Für die Pflege der trockenen bzw. sensiblen oder alternden Haut wird eine Johanniskrautölpackung empfohlen. Folgende Zutaten werden für die Ölpackung benötigt: Zwei Esslöffel Johanniskrautöl, ein Eigelb und einen Spritzer Zitronensaft.
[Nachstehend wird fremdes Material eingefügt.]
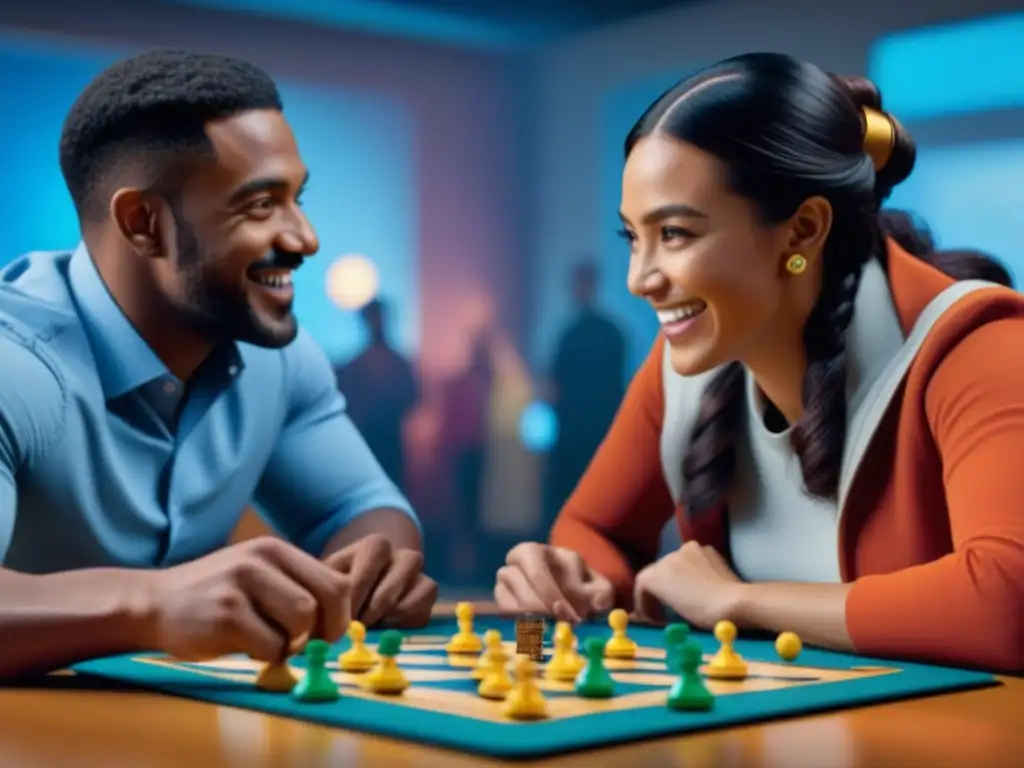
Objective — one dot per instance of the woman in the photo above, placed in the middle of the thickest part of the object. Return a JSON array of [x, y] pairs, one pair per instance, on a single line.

Das zimmerwarme Öl sollte tropfenweise in das Eigelb eingerührt werden, bis eine feste Emulsion entsteht. Die Emulsion wird mit einem Spritzer Zitronensaft ergänzt und auf das gereinigte Gesicht aufgetragen. Nach 30 Minuten Einwirkzeit entfernt man die Johanniskrautölpackung mit viel lauwarmem Wasser und reinigt die Haut mit einem erfrischendem Gesichtswasser nach. Bei regelmäßiger Anwendung bewahrt man die Elastizität der Haut.

Für die Pflege der fettigen, unreinen Haut eignet sich besonders eine Sonnenblumenmaske. Hierzu benötigt man eine handvoll geschälte Sonnenblumenkerne, einen Teelöffel reinen Bienenhonig und einen Teelöffel reines Pflanzenöl. Die zu feinem Pulver gemahlenen Sonnenblumenkerne verrührt man mit dem Bienenhonig, dem Pflanzenöl und etwas warmen Wasser zu einem gut streichfähigen Brei. Die lauwarme Paste wird auf die gut gereinigte Haut aufgetragen und nach 30 Minuten mit viel lauwarmen Wasser wieder abgewaschen. Diese Maske kann zur Verbesserung des Hautbildes über einen längeren Zeitraum angewandt werden. Sie ist dank der Sonnenblumenkerne reich an Vitamin E, Öl und Lezithin und bildet mit dem Pflanzenöl und dem Bienenhonig eine gute Wirkstoffkombination. Bei schweren Akneformen und besonders geschädigter Haut, sollte aber vor der Anwendung der Maske der behandelnde Dermatologe befragt werden.

Peeling

Unter einem Peeling versteht man eine Hautreinigung, bei die oberen verhornten Hautschichten abgeschält werden. Es versteht sich von selbst, dass ein Peeling bei einer sehr trockenen, geschädigten Haut nicht ratsam ist. In erster Linie sind Peelings bei fettiger Haut, die zu Unreinheiten neigt sinnvoll.
Das Peeling kann mit käuflichen Peelingpasten oder -masken durchgeführt werden. Es können aber auch andere geeignete Substanzen verwendet werden, wie zum Beispiel geriebene Mandelkleie. Die Substanzen zum Peeling werden auf die feuchte Haut aufgetragen und mit sanften kreisenden Bewegungen auf der Haut verteilt. Die Augenpartie sollte dabei ausgespart werden. Das Massieren sollte, um Verletzungen der Haut zu vermeiden, nicht übertrieben werden. Anschließend wird die Peelingmasse mit lauwarmen Wasser abgewaschen. Da die Haut durch ein Peeling tendenziell austrocknet, empfiehlt sich im Anschluss die Pflege mit einer zum Hauttyp passenden Creme.